American Restoration: How Faith, Family, and Personal Sacrifice Can Heal Our Nation
Tim Goeglein and Craig Osten (Gateway)
There is a growing concern among Americans of various political views that our nation’s best days are behind us and that we are too divided and disheartened as a people to turn things around. In response, many thoughtful people have recently weighed in with their own diagnosis and prescription for action. To those voices, add this helpful new book by prominent evangelical leaders Tim Goeglein and Craig Osten.
From the beginning, the authors make their point of view clear by quoting the late Chuck Colson, who famously said Christians should keep in mind that “salvation won’t come from Air Force One.” This belief that the answers we need won’t come from government is a theme throughout the book. Instead of looking in that direction, the authors shift the focus to what they see as a more fundamental question: How can we restore a robust civil society rooted in the common good?

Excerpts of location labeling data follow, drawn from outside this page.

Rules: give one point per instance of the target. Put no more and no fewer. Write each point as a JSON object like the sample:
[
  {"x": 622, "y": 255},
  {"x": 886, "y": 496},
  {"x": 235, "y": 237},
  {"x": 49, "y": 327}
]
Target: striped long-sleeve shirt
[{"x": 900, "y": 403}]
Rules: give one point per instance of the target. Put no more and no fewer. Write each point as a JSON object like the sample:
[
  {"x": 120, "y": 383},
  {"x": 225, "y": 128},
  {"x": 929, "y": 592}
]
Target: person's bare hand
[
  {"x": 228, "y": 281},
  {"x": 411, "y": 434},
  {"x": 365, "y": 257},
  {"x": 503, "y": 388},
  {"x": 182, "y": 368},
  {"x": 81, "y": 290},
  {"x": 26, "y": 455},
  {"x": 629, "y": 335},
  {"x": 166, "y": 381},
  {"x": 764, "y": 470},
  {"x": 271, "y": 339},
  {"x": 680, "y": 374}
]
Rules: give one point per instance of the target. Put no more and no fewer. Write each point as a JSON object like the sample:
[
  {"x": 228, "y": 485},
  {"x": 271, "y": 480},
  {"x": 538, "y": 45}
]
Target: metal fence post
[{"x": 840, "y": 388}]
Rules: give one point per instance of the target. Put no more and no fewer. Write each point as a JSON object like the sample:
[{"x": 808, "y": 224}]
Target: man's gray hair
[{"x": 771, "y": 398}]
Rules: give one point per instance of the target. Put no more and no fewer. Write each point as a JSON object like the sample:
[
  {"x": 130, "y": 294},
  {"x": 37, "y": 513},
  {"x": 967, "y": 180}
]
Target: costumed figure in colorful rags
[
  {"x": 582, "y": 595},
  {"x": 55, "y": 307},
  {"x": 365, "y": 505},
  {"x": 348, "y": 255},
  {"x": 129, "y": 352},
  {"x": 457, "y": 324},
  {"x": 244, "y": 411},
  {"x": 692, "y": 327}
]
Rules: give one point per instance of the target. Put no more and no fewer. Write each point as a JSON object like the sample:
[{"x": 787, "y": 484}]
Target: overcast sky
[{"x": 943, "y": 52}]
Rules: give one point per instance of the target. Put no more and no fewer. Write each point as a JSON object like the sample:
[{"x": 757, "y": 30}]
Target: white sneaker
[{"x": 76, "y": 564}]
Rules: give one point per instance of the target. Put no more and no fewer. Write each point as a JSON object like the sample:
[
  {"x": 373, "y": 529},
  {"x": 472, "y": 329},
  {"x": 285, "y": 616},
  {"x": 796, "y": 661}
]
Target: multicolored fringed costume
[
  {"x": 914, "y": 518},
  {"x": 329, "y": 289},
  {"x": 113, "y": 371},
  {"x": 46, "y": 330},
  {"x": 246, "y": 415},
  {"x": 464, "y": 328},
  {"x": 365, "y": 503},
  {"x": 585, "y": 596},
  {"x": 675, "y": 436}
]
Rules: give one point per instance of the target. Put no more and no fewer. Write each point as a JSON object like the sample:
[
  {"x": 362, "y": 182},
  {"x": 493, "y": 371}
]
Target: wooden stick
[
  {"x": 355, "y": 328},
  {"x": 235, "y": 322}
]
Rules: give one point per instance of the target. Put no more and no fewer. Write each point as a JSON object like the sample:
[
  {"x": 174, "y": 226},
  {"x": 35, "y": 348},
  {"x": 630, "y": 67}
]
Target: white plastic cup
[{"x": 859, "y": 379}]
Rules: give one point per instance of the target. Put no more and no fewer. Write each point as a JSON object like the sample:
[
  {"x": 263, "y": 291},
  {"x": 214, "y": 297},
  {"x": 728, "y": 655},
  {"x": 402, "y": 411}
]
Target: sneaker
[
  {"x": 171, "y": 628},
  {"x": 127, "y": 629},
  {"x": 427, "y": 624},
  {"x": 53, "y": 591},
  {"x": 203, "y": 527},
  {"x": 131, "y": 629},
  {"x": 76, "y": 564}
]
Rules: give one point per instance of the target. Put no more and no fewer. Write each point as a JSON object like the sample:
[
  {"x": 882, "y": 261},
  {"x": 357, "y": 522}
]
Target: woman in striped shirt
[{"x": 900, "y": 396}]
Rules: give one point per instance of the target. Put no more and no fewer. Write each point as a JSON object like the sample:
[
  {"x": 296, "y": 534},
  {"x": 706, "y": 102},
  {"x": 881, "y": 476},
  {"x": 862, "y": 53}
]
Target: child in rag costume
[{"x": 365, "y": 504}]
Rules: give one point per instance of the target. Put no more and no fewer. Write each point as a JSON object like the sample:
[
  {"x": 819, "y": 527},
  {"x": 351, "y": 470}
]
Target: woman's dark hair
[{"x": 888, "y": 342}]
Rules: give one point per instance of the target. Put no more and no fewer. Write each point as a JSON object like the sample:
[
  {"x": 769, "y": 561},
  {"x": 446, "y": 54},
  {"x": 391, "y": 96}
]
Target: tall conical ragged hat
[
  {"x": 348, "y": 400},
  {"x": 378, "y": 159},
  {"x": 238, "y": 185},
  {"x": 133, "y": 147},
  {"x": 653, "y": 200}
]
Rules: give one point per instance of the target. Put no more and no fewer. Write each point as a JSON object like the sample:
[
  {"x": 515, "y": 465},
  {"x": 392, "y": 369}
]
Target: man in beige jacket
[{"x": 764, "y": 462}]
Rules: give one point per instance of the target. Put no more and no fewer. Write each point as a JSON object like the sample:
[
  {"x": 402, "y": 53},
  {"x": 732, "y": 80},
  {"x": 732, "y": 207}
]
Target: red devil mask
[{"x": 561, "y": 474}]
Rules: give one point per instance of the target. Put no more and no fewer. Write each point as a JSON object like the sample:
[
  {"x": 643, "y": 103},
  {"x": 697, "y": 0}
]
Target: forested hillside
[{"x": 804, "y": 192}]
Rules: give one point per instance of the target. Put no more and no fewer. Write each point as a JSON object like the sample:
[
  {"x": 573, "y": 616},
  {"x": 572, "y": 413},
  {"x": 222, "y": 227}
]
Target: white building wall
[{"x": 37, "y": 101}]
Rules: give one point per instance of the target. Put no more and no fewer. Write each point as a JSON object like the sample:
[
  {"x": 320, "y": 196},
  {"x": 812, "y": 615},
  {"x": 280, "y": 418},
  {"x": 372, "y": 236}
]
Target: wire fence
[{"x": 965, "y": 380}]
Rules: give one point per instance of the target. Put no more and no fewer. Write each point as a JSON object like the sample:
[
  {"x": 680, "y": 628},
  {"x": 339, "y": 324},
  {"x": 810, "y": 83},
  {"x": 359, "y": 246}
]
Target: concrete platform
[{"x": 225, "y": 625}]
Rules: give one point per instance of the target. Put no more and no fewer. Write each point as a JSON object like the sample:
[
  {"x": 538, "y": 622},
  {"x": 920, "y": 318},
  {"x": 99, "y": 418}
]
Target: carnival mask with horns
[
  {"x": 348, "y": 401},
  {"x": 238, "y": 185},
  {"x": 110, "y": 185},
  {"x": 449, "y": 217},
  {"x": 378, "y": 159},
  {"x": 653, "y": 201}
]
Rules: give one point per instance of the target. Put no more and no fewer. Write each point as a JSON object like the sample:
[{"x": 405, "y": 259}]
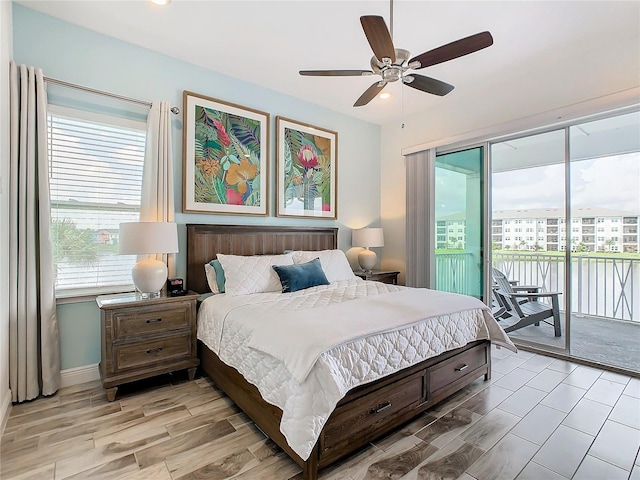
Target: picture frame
[
  {"x": 306, "y": 169},
  {"x": 225, "y": 157}
]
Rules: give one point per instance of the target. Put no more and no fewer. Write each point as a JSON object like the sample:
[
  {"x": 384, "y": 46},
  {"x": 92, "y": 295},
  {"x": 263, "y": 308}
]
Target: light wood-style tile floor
[{"x": 538, "y": 418}]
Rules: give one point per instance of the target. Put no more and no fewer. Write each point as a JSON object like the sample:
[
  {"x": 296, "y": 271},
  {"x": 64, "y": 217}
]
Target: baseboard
[
  {"x": 5, "y": 410},
  {"x": 77, "y": 375}
]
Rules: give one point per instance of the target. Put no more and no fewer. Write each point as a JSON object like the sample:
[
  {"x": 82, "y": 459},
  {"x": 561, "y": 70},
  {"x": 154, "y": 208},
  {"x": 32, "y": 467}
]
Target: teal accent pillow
[
  {"x": 220, "y": 278},
  {"x": 300, "y": 276}
]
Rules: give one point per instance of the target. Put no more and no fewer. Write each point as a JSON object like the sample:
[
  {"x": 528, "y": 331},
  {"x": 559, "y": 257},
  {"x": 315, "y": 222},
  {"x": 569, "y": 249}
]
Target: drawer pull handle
[{"x": 381, "y": 408}]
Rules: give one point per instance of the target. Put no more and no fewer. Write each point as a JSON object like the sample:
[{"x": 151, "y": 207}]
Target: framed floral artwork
[
  {"x": 225, "y": 159},
  {"x": 306, "y": 170}
]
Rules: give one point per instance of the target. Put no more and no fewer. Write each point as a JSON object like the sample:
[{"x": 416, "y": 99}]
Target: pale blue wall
[{"x": 77, "y": 55}]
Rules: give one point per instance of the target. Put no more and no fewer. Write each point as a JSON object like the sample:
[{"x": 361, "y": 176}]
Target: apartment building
[{"x": 591, "y": 229}]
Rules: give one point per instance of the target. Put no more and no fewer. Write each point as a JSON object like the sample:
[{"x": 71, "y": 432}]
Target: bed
[{"x": 365, "y": 412}]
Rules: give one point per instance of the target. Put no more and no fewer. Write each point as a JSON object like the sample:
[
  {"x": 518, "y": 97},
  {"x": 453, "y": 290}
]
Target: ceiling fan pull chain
[{"x": 391, "y": 18}]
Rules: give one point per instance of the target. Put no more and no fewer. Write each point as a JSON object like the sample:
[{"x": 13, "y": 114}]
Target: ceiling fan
[{"x": 393, "y": 64}]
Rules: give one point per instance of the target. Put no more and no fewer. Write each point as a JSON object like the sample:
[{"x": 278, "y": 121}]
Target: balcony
[{"x": 605, "y": 313}]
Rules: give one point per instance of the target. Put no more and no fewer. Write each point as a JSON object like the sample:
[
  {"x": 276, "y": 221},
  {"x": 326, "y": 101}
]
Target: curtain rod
[{"x": 174, "y": 110}]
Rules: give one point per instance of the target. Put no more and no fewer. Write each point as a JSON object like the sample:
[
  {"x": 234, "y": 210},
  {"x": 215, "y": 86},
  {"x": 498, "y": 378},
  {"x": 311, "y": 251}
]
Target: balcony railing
[{"x": 602, "y": 286}]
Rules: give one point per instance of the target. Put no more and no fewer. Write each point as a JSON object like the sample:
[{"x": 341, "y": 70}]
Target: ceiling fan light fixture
[{"x": 393, "y": 64}]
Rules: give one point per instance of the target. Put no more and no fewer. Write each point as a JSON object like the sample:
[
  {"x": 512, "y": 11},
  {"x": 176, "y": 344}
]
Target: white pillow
[
  {"x": 252, "y": 274},
  {"x": 334, "y": 263}
]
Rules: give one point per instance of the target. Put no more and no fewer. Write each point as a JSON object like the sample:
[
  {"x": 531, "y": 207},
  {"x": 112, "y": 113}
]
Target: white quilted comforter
[{"x": 226, "y": 325}]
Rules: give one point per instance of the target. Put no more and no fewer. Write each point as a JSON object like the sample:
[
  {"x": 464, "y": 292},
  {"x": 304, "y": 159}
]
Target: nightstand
[
  {"x": 142, "y": 338},
  {"x": 384, "y": 276}
]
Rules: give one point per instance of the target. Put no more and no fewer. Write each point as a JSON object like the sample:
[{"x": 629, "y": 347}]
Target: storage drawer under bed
[{"x": 371, "y": 412}]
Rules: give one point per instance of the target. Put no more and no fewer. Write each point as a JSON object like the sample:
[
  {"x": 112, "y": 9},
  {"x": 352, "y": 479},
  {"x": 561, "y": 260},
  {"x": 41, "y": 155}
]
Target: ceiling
[{"x": 544, "y": 45}]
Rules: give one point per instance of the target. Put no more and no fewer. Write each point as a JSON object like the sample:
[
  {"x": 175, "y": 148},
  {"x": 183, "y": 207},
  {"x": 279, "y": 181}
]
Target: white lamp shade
[
  {"x": 137, "y": 238},
  {"x": 140, "y": 238},
  {"x": 367, "y": 237}
]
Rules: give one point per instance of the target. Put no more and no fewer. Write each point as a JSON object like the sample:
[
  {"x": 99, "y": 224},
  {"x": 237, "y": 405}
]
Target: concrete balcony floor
[{"x": 607, "y": 341}]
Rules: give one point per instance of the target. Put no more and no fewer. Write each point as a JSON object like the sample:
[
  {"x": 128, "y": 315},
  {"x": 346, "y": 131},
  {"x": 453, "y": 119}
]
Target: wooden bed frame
[{"x": 366, "y": 412}]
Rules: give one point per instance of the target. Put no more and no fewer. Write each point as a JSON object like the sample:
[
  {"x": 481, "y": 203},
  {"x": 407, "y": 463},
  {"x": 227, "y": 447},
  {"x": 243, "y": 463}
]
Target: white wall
[{"x": 5, "y": 56}]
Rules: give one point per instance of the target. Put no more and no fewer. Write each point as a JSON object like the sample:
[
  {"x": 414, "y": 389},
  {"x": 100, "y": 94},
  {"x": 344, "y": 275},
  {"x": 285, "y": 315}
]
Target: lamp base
[
  {"x": 149, "y": 276},
  {"x": 367, "y": 260}
]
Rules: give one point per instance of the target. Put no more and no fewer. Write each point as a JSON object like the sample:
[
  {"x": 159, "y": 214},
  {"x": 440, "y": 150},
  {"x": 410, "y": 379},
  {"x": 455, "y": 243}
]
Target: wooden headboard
[{"x": 205, "y": 241}]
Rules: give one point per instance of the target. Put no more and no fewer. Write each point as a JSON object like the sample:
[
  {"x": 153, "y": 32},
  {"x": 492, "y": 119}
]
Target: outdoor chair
[{"x": 522, "y": 302}]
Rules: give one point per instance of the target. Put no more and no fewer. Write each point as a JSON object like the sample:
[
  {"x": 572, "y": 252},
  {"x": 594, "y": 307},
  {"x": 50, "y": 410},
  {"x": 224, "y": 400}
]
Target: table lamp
[
  {"x": 367, "y": 237},
  {"x": 139, "y": 238}
]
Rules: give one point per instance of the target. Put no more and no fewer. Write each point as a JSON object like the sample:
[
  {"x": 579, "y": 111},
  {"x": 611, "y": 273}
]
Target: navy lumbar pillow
[{"x": 300, "y": 276}]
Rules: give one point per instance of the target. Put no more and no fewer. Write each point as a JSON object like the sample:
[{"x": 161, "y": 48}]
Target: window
[{"x": 95, "y": 175}]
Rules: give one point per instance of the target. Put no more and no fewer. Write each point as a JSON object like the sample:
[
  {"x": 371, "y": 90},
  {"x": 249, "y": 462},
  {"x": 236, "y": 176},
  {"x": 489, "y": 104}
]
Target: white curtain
[
  {"x": 420, "y": 217},
  {"x": 157, "y": 177},
  {"x": 34, "y": 343}
]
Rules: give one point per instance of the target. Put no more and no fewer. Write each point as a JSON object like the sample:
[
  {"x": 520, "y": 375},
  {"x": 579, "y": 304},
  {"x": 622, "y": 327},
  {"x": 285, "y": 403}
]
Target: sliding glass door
[
  {"x": 459, "y": 189},
  {"x": 528, "y": 247},
  {"x": 605, "y": 264},
  {"x": 565, "y": 219}
]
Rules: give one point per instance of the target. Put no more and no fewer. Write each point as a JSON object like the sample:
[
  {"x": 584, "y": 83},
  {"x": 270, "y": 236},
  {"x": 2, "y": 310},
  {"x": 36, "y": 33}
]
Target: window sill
[{"x": 89, "y": 294}]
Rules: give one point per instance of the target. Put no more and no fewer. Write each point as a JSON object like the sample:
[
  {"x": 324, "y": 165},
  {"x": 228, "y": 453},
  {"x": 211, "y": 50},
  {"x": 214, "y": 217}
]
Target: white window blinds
[{"x": 95, "y": 178}]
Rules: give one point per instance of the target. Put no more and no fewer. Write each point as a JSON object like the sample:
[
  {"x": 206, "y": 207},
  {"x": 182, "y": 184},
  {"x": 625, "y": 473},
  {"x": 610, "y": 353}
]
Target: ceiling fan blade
[
  {"x": 378, "y": 36},
  {"x": 370, "y": 94},
  {"x": 336, "y": 73},
  {"x": 452, "y": 50},
  {"x": 427, "y": 84}
]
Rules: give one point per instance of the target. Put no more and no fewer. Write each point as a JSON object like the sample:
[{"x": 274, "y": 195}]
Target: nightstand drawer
[
  {"x": 133, "y": 355},
  {"x": 132, "y": 322}
]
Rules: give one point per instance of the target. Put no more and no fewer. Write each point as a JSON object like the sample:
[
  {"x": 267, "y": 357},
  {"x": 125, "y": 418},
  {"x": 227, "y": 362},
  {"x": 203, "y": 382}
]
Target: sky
[{"x": 607, "y": 182}]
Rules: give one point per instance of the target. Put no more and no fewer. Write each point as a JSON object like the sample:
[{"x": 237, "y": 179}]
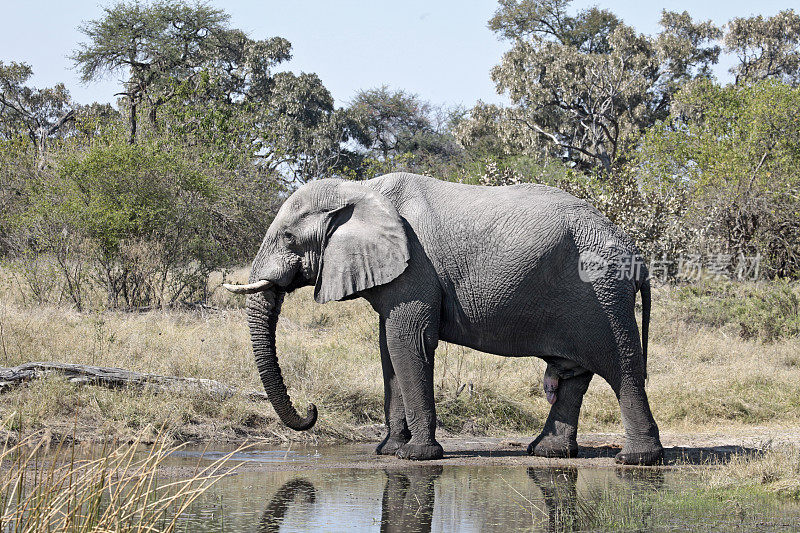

For Goeglein and Osten, the answer is found in their faith and the core moral principles of the Judeo-Christian tradition. Time and again, the authors remind Christians we already have the solutions to our country’s problems, and what we need to do is simply apply them in our spheres of influence.
In particular, Goeglein and Osten put front and center the concept of imago Dei, the belief that we are all made in the image of God. They see this principle in America’s founding documents and point to it as an example of how important this and other Christian teachings are to the moral foundation of the nation. The authors argue that if America is to have a restoration, it must start with a “moral awakening” based on this understanding of the sacredness of all life.
After asserting faith is the key to healing our country, the authors describe the problems that exist in many different aspects of American life—including religious liberty, politics, culture, education, citizenship, civility, and marriage and the family. The chapters on each of these and other topics offer a diagnosis of the problem and some suggestions of what needs to be done. Some chapters are a little thin on specific suggestions for action, but all make a strong call for the reader to get involved and take responsibility for making a difference.
One of the strongest chapters in the book looks at the deep divisions in the country and the incivility rampant in our political discussions. The authors cite alarming statistics about the increasingly hostile views Democrats and Republicans have of each other and point out how this type of thinking can lead us to dehumanize those we disagree with. They do an excellent job of providing a balanced view of this problem and make it clear that people on both the left and right express disdain for each other and engage in hateful rhetoric. Once again, they see the solution in the application of Christian values and argue that if enough people “extend grace to those with whom we disagree,” then we can change the tone of political discussions in our country.
Some Christians who are not as conservative as Goeglein and Osten will differ from them on some of what they say about the role of government and the positions they take on specific issues. At the same time, there is much common ground Christians of all political views can find in this book. The authors’ emphasis on the need for moral renewal and the assertion that the teachings of Jesus should direct our actions in public life will resonate with liberal Protestants and Catholics, as well as evangelicals.
Finding agreement on exactly how to apply these basic principles on controversial issues is a difficult task for Christians of different views, but this book reminds us it also is an important one. If there is to be moral renewal in America, then people of faith from different political parties must find ways to work together more effectively than they do now. As the authors tell us, “The seeds of American regeneration are ready for sowing if only we have the national will.”